Petit Louis squatte un petit appartement de Park Hill. Il est devenu pote avec Jake, un résident du quartier. Un OG. La cinquantaine plutôt athlétique, l’homme est un ancien de la Nation des 5 % et a plein d’histoires de guerre à raconter. Le soleil se couche sur les HLM en brique brune. C’est comme un embrasement, un genre d’épiphanie flamboyante qui éradiquerait de votre esprit pendant quelques instants toute pensée ou envie peccamineuse. Petit Louis est comme transporté par cette passion christique : Staten Island est comme le mont Golgotha. Le fils de Dieu, lui, ne porte plus de croix, il est coincé dans un ascenseur en panne qui pue la pisse, avec une mère toxico et son fils de six ans.

L’office de tourisme faisait l’article pour la ville de New York dans les années 60 : The Fun City. Elle deviendra 15 ans plus tard Fear City. Visions hallucinées des années 80, jusqu’à la moitié des années 90. Les quartiers HLM de New York, le berceau du gangsta rap. Le Wu. Des putains de crapules !

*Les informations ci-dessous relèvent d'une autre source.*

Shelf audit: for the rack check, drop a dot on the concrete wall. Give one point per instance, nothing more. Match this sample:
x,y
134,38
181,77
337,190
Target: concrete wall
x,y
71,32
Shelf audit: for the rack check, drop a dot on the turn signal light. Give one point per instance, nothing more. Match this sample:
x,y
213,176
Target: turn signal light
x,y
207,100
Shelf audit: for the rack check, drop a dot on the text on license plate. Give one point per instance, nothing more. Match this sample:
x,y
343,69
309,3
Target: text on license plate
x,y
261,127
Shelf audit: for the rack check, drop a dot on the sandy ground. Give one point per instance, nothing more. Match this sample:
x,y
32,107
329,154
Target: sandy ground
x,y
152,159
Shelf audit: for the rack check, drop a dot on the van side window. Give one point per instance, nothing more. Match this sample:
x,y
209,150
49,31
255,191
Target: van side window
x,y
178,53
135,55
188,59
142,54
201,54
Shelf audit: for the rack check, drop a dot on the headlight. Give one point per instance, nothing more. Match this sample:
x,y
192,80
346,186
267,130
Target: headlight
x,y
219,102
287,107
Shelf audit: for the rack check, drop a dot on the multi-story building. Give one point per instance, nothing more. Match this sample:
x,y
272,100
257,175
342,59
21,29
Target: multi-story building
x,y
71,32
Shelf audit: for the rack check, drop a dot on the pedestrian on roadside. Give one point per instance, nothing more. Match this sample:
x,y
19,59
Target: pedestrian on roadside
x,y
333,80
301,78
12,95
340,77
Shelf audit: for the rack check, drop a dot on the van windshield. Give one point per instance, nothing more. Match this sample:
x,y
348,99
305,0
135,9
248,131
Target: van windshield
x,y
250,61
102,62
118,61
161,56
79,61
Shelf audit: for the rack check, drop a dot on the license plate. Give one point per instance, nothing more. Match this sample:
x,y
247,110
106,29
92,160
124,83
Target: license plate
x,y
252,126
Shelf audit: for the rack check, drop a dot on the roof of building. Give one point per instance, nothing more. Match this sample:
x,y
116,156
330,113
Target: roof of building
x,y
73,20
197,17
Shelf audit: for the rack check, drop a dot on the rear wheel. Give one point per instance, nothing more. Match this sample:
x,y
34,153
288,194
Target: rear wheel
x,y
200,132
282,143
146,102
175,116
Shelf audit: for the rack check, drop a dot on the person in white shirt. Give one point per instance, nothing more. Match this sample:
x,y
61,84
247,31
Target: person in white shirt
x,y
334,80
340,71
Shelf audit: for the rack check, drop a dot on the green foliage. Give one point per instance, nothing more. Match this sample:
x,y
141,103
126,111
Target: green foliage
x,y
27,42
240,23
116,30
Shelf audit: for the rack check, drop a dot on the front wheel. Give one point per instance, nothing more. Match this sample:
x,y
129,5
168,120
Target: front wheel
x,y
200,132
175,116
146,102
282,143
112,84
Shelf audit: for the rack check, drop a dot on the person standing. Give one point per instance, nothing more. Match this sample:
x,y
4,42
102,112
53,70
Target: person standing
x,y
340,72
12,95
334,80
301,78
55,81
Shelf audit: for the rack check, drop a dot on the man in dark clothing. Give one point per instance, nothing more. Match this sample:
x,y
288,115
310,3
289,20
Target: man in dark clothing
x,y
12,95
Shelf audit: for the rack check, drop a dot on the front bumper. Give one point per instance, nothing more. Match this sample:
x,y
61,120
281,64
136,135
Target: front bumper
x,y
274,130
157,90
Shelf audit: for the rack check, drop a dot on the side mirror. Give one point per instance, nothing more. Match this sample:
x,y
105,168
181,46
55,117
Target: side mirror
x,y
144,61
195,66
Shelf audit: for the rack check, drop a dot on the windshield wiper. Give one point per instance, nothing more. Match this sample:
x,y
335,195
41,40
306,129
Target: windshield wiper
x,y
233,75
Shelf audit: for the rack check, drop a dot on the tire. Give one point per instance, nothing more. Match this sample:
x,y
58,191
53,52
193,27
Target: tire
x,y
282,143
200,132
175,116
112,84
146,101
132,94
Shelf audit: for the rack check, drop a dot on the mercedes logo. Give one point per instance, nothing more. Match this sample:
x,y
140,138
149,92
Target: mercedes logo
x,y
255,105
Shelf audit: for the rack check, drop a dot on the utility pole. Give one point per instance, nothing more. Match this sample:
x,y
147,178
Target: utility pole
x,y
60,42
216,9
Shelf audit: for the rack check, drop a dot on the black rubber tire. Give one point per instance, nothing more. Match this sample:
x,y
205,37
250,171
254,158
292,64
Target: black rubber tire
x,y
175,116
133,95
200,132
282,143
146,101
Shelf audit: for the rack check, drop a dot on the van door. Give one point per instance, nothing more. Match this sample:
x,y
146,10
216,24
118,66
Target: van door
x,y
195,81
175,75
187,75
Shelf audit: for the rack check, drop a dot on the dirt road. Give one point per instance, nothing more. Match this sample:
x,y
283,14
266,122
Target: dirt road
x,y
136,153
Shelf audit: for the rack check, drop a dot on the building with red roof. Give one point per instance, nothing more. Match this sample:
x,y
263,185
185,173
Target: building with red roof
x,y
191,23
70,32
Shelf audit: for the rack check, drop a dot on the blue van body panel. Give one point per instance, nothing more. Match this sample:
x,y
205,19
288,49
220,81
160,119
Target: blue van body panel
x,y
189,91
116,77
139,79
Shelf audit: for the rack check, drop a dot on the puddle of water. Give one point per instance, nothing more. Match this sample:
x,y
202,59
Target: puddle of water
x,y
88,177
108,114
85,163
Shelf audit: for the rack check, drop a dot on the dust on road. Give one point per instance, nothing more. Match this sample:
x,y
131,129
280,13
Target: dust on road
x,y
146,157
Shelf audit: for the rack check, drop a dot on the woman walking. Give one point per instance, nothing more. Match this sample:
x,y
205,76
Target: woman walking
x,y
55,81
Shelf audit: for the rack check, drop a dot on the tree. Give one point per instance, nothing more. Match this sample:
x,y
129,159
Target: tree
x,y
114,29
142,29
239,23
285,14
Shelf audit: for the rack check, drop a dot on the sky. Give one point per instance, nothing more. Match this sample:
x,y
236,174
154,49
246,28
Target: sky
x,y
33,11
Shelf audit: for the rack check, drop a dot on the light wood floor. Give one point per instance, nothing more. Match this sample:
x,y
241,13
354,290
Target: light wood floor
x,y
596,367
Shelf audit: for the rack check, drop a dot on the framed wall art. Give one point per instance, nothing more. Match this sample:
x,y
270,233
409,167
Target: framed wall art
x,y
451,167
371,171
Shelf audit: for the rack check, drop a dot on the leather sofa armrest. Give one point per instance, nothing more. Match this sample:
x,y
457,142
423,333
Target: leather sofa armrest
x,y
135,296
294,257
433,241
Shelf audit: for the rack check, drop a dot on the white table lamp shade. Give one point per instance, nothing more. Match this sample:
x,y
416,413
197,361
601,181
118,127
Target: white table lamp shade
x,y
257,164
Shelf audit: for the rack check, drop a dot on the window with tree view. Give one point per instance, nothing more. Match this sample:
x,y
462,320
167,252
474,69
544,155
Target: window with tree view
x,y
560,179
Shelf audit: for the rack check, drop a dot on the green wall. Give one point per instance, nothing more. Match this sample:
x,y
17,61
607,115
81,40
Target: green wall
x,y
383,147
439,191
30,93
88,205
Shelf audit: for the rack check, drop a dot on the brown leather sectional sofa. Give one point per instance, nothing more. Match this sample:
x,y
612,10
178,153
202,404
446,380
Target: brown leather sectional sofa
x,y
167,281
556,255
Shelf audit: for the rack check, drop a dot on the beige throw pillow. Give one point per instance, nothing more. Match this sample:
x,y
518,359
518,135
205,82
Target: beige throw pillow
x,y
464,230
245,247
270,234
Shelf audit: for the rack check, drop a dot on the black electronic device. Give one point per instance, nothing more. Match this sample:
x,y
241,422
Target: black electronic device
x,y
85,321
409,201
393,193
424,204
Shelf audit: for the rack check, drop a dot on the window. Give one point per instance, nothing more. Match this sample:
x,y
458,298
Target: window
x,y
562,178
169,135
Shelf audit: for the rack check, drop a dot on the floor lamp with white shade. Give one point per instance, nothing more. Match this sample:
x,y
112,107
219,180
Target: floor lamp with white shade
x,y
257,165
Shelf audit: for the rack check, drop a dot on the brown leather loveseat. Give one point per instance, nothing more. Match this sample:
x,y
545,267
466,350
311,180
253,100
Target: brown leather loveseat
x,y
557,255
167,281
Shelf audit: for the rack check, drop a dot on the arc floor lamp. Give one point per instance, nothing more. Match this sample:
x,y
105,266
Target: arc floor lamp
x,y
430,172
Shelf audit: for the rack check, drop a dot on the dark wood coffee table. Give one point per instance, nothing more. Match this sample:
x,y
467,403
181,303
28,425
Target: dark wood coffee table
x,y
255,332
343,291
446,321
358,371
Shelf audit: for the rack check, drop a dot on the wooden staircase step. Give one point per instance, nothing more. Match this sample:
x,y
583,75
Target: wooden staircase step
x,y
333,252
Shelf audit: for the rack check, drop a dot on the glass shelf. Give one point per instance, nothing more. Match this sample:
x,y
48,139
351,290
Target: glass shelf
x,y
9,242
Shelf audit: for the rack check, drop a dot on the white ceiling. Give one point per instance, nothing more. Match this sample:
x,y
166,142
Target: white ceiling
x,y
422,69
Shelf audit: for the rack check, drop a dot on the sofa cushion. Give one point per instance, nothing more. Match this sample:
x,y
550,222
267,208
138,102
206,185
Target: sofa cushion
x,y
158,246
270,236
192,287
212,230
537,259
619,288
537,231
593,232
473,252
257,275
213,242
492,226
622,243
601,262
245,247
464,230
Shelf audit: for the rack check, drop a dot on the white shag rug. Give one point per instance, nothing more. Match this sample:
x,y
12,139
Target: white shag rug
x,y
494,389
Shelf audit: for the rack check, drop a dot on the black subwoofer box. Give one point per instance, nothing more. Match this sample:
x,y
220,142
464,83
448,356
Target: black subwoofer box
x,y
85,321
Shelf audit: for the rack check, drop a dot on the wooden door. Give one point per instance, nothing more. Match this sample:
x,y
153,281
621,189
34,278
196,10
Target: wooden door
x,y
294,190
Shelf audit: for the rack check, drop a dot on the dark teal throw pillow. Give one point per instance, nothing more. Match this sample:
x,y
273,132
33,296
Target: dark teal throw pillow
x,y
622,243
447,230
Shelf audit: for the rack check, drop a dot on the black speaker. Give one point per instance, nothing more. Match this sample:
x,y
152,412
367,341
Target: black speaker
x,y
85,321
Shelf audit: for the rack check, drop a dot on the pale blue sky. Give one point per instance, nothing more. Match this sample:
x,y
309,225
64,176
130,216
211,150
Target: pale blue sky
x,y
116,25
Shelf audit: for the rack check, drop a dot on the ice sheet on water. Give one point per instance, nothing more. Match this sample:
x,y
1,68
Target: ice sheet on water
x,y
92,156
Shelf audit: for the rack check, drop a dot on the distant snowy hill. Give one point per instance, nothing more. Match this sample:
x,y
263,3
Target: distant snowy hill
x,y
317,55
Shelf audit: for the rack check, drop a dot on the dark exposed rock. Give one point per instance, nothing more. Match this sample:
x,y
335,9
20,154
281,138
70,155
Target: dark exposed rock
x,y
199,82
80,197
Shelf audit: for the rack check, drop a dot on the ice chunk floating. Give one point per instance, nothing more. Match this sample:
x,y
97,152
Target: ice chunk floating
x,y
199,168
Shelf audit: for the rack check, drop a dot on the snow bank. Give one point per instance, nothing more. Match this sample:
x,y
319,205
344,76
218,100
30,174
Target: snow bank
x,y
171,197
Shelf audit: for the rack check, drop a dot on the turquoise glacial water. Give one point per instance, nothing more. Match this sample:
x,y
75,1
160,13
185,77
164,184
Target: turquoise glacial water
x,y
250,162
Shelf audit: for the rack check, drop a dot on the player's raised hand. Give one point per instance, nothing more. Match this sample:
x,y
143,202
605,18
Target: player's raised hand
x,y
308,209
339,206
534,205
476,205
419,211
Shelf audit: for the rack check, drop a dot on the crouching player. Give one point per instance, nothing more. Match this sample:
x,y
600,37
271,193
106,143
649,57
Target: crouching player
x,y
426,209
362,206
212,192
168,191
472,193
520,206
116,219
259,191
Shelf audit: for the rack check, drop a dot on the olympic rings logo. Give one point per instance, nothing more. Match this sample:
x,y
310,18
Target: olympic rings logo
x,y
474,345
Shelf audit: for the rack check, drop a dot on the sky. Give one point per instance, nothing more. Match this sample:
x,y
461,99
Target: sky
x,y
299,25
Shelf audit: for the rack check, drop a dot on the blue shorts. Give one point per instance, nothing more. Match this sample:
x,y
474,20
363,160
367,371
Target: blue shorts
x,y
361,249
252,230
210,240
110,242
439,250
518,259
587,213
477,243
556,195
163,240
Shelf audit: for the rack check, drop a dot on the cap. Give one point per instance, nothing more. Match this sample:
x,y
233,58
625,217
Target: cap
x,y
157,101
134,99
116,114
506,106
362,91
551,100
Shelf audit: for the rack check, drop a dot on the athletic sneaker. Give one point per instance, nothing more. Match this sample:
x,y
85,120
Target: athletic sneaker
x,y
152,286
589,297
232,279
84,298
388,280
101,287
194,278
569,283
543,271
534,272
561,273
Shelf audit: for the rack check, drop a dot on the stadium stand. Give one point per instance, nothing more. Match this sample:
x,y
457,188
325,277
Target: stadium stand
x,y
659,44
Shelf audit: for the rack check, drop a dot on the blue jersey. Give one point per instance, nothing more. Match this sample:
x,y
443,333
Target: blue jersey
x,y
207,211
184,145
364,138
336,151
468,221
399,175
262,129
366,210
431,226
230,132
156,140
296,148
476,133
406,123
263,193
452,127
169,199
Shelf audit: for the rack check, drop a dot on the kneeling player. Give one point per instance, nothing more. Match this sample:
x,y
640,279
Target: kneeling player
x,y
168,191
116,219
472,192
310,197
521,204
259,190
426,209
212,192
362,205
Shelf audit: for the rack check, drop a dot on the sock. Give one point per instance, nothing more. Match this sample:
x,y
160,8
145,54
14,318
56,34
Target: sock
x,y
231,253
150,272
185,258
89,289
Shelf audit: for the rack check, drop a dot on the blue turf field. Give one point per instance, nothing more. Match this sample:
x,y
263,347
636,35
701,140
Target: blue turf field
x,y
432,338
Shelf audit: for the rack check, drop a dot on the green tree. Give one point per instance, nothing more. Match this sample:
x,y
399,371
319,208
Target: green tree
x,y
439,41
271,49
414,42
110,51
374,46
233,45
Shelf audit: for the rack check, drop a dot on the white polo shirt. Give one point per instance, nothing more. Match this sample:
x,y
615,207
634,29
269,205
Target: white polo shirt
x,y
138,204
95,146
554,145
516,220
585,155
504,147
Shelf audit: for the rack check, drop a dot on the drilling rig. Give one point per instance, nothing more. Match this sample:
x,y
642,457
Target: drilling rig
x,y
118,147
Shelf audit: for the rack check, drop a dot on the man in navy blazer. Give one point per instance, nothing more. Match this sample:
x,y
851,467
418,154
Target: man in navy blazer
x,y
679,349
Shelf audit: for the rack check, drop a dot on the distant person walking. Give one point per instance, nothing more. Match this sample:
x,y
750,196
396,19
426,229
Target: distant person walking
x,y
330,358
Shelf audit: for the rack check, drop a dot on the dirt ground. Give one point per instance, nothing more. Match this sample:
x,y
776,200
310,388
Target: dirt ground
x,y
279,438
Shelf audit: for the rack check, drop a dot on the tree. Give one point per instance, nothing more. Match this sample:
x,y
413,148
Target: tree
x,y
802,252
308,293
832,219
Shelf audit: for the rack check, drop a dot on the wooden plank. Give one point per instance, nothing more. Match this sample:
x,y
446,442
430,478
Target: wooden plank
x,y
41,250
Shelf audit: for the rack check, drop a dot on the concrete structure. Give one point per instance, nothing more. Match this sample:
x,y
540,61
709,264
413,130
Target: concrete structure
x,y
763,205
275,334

Comment trouver l’oseille pour financer le documentaire ? Petit Louis cogite un bon moment. Le soleil va encore se coucher une fois sur les HLM de Park Hill. Il veut profiter de ce moment incroyable. Demain il aura d’autres moines à voir. Petit Louis veut en savoir plus. Rien à foutre du film John Wick. Il amènera son cousin voir Popa Wu.

Chapitre 2 – Le cinéma de RZA

Le sexagénaire, Popa Wu, l’éminence grise du Wu-Tang, est toujours prompt à irradier de sa science des esprits jeunes fragilisés par l’essor des réseaux sociaux. Il insiste souvent sur le caractère insulaire de la mentalité du Wu-Tang. Petit Louis réalise alors que Staten Island est une île dortoir pour ouvriers pompiers et flics blancs, et que l’office HLM de la ville de New York possède quelques logements disséminés sur l’île, majoritairement peuplés de Noirs, dans des zones vraiment craignos à l’orée des 80’s.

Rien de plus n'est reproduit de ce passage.